Research Paper Volume 12, Issue 19 pp 19628—19640
Risk factors and prediction of second primary cancer in primary female non-metastatic breast cancer survivors
- 1 Department of Biostatistics, School of Public Health, Key Laboratory of Public Health Safety and Collaborative Innovation Center of Social Risks Governance in Health, Fudan University, Shanghai, China
- 2 Clinical Research Center, Shanghai General Hospital, Shanghai JiaoTong University School of Medicine, Shanghai, China
Received: June 10, 2020 Accepted: August 1, 2020 Published: October 13, 2020https://doi.org/10.18632/aging.103939
How to Cite
Copyright: © 2020 Qian et al.

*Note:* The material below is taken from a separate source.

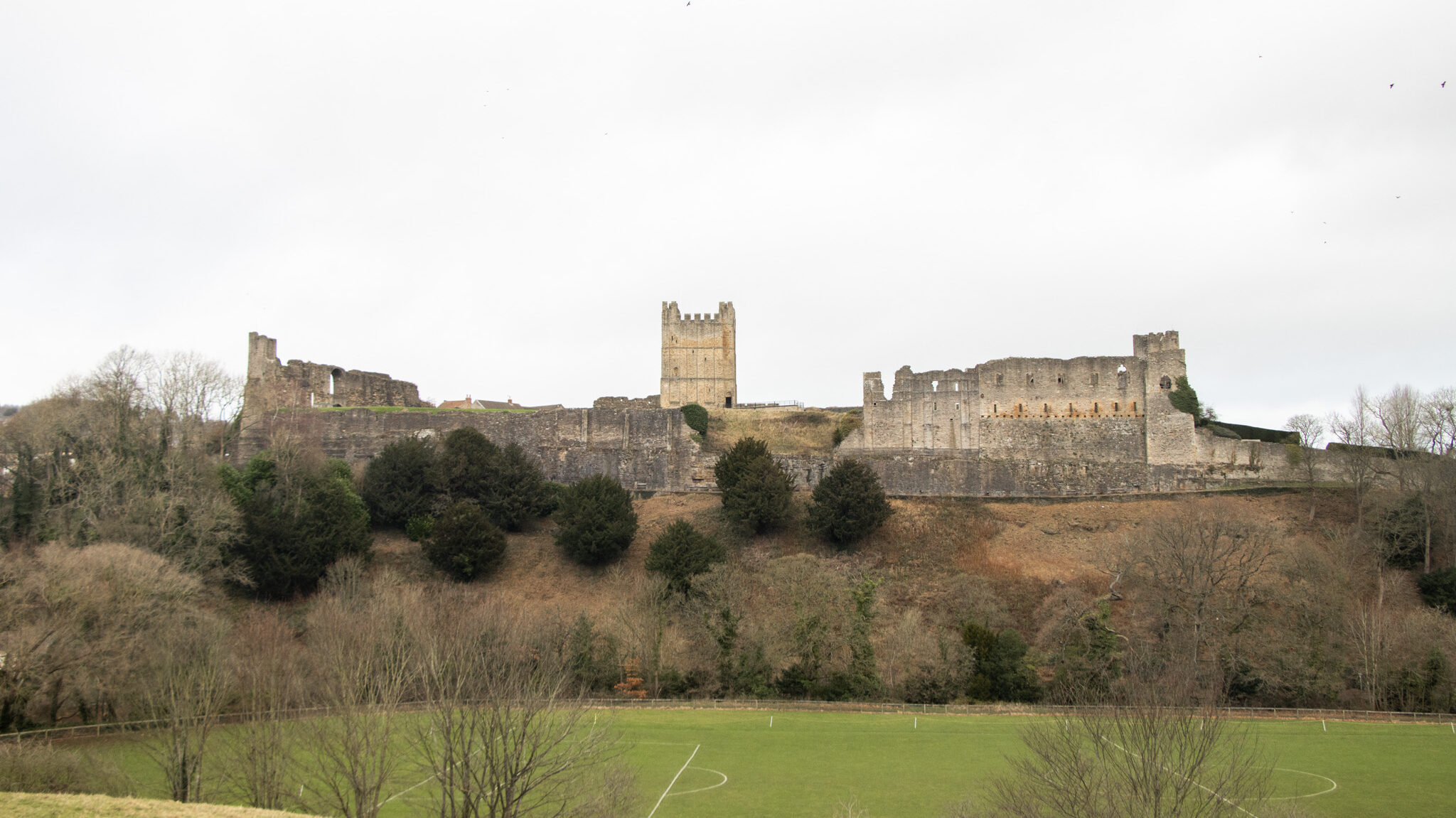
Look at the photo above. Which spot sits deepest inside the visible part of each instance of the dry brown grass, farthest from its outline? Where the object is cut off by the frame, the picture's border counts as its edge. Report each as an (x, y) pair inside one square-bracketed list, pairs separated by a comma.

This is an open access article distributed under the terms of the Creative Commons Attribution License (CC BY 3.0), which permits unrestricted use, distribution, and reproduction in any medium, provided the original author and source are credited.

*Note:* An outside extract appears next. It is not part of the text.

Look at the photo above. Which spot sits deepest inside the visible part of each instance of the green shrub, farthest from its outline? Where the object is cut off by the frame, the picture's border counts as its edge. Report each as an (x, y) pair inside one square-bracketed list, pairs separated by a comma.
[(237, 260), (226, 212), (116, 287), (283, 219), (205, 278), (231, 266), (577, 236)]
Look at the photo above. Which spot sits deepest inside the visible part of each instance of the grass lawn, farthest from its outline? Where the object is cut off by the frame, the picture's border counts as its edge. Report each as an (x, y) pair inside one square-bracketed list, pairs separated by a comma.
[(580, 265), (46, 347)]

This study aimed to investigate the risk factors of second primary cancer among female breast cancer (BC) survivors, with emphasis on the prediction of the individual risk conditioned on the patient’s characteristics. We identified 208,474 BC patients diagnosed between 2004 and 2010 from the Surveillance, Epidemiology and End Results (SEER) database. Subdistribution proportional hazard model and competing-risk nomogram were used to explore the risk factors of second primary BC and non-BC, and to predict the 5- and 10-year probabilities of second primary BC. Model performance was evaluated via calibration curves and decision curve analysis. The overall 3-, 5-, and 10-year cumulative incidences for second primary BC were 0.9%, 1.6% and 4.4%, and for second primary non-BC were 2.3%, 3.9%, and 7.8%, respectively. Age over 70 years at diagnosis, black race, tumor size over 2 cm, negative hormone receptor, mixed histology, localized tumor, lumpectomy alone, and surgeries plus radiotherapy were significantly associated with increased risk of second BC. The risk of second non-BC was only related to age, race and tumor size. The proposed risk model as well as its nomogram was clinically beneficial to identify patients at high risk of developing second primary breast cancer.
BC: female breast cancer; SPC: second primary cancer; SIR: standard incidence ratio; SEER: Surveillance: Epidemiology: and End Results Program; HR: hormone receptor; ER: estrogen receptor; PR: progesterone receptor; CIF: cumulative incidence function; sHR: subdistribution hazard ratio; DCA: decision curve analysis.